For mice, the Goliath of lung cancer has a vanquisher in the form of a tiny David.
In a study published in the November issue of Cancer Research, Yale biology researchers Frank J. Slack and Andrea Kasinski revealed that short strands of microRNA, non-coding RNA inhibiting protein translation, were successful in both preventing and curing lung adenocarcinoma in mice. The research is the first to propose that, in a clinical trial using mice, microRNA can be used as a therapeutic to suppress the activation and expression of oncogenic, or cancer-causing, proteins.
“I think this is incredibly promising,” said Roy Herbst, chief of medical oncology at the Yale School of Medicine, who did not participate in the research. Lung cancer, one of the most aggressive cancers, was previously deemed incurable, he said. However, Slack and Kasinski were able to prevent further growth of these tumors in mice subjects.
“The tumors just melted away,” Herbst said.

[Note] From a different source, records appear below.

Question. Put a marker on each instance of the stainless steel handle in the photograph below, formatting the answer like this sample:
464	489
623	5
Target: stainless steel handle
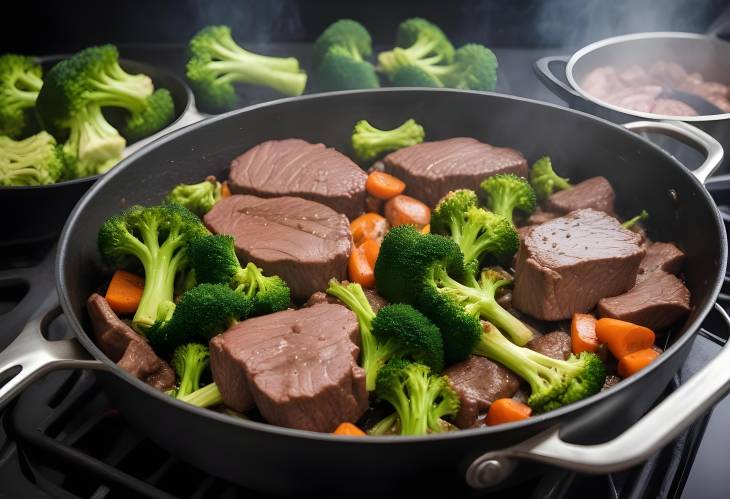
34	356
652	432
690	135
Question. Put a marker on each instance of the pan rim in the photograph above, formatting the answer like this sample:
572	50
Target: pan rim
85	339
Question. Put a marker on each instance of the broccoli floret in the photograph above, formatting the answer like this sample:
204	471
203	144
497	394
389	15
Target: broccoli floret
339	70
198	198
348	34
189	361
477	232
203	312
418	41
369	142
507	192
20	82
544	180
420	398
554	383
397	331
217	61
214	260
641	217
36	160
155	237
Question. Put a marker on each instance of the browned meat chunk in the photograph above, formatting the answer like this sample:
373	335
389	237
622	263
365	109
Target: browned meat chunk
566	265
298	366
294	167
432	169
556	345
479	382
129	350
303	242
660	256
655	303
595	193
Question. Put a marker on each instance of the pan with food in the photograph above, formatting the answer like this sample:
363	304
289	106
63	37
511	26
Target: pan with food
441	346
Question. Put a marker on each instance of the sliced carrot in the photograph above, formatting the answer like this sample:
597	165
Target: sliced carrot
125	292
359	268
383	185
368	226
506	411
349	429
371	248
405	210
623	338
583	333
636	361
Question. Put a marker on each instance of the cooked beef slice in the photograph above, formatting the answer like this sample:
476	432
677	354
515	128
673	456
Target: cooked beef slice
660	256
303	242
595	193
432	169
299	367
556	345
128	349
656	302
294	167
479	382
567	264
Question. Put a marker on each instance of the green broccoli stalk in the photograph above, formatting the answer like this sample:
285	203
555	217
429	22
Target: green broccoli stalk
217	61
477	232
198	198
202	312
507	192
155	237
544	180
369	142
36	160
641	217
20	82
397	331
421	399
189	361
553	383
214	259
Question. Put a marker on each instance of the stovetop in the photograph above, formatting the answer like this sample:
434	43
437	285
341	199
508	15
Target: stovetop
62	438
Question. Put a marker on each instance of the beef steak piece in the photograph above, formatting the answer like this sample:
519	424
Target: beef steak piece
303	242
294	167
298	366
595	193
479	382
432	169
128	349
566	265
656	302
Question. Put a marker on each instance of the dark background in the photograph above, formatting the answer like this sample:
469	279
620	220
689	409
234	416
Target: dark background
62	26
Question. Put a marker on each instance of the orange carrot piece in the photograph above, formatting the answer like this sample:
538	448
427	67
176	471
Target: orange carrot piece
583	333
125	292
359	269
383	185
623	337
349	429
636	361
368	226
506	411
371	248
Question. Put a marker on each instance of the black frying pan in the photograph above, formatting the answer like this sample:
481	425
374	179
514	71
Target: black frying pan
267	457
33	213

In preparing the study, the researchers induced lung cancer in mice caused by mutations in the genes KRAS and p53. The p53 gene is mutated in over 50 percent of all cancers and serves as a “springboard” for cancer aggravation, Kasinski said. Ordinarily, wild-type, or unmutated, p53 acts as a tumor suppressor by “turning on” certain genes in its signaling pathway. In this pathway lies miR-34, a microRNA molecule that inhibits the growth of oncogenes. Mutated p53, however, causes miR-34 to be expressed in lower quantities, resulting in these oncogenes’ uncontrolled division. Kasinski and Slack hoped to demonstrate that delivering miR-34 directly to their subjects’ infected lung tissue would prevent this division by restoring part of p53 activity, Kasinski said.
Slack and Kasinski said their research included two studies conducted on the effects of miR-34. In both, miR-34 was delivered to cancerous cells using a virus. During the first study, miR-34 was delivered to the mice at the same time the researchers initiated the lung cancer. Although they are still unsure of what miR-34 does on a molecular level, the research team concluded that the therapy prevented the cancer from forming.

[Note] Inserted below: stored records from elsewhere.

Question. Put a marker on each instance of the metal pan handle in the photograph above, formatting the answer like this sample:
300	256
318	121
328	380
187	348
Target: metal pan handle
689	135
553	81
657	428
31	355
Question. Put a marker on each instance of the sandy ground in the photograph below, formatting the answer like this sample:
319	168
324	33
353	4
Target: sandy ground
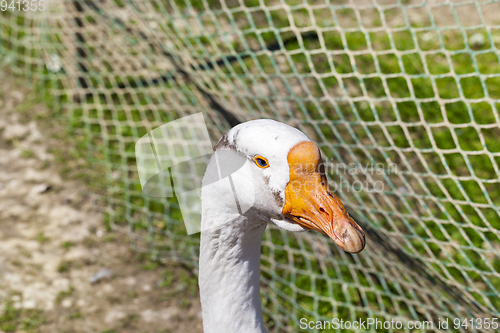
53	240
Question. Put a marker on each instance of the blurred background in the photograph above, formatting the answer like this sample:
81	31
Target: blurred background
409	87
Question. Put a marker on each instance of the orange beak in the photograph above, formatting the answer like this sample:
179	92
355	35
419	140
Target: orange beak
309	202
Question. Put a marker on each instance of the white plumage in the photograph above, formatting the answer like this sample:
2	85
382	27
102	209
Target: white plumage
230	242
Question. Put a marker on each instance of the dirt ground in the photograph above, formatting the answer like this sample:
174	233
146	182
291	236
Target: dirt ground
53	240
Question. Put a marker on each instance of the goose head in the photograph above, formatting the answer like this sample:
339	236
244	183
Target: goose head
285	182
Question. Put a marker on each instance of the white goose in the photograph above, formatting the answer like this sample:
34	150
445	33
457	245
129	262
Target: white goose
284	183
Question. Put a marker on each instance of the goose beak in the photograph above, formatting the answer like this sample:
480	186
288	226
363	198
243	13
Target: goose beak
310	203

In the second test, the cancer was initiated first and allowed to develop for 10 weeks before the miR-34 was delivered. When the miR-34 was delivered, the tumor stopped growing, Kasinski said. The miR-34 turned part of the p53 pathway back on, presumably enough to prevent the lung cancer from either occurring or further developing.

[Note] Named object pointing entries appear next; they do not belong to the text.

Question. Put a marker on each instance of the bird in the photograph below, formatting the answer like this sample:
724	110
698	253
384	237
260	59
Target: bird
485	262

“I was surprised that we saw such a dramatic effect,” Slack said. “When we showed the result to lung oncologists, they were amazed … We were able to prevent the tumors from forming.”
Research on the regulatory nature of microRNA is relatively new, and its role as a regulatory nature dates back only 12 years, Slack said. He added that more research needs to be done to determine if other microRNA molecules are better for cancer prevention.
The next step for Slack and Kasinski will be to conduct a clinical study in humans. First, however, the team will need to devise an alternate method of delivery for miR-34. Virus delivery, while successful in mice, has been shown to be unsafe in people. The team is currently experimenting with different nanoparticles that will be able to safely transmit miR-34 through the bloodstream.
“We haven’t seen any side effects yet,” Slack said. “[The mice] don’t seem to mind the delivery, and we’re hoping this will also be safe in humans.”
MicroRNA — in particular, miR-34, which has been present in human evolution for 800 billion years — are molecules to which the body has learned how to adapt, he added. The body, therefore, more readily accepts therapies involving the delivery of extra microRNA.
Although the miR-34 treatment was only tested in mice, the researchers are optimistic that the treatment will translate to humans.
“It truly is a very important finding and one that brings great hope for the future treatment of lung cancer,” Herbst said.
Funding for the research was obtained from both the American Cancer Society and the National Institute of Health.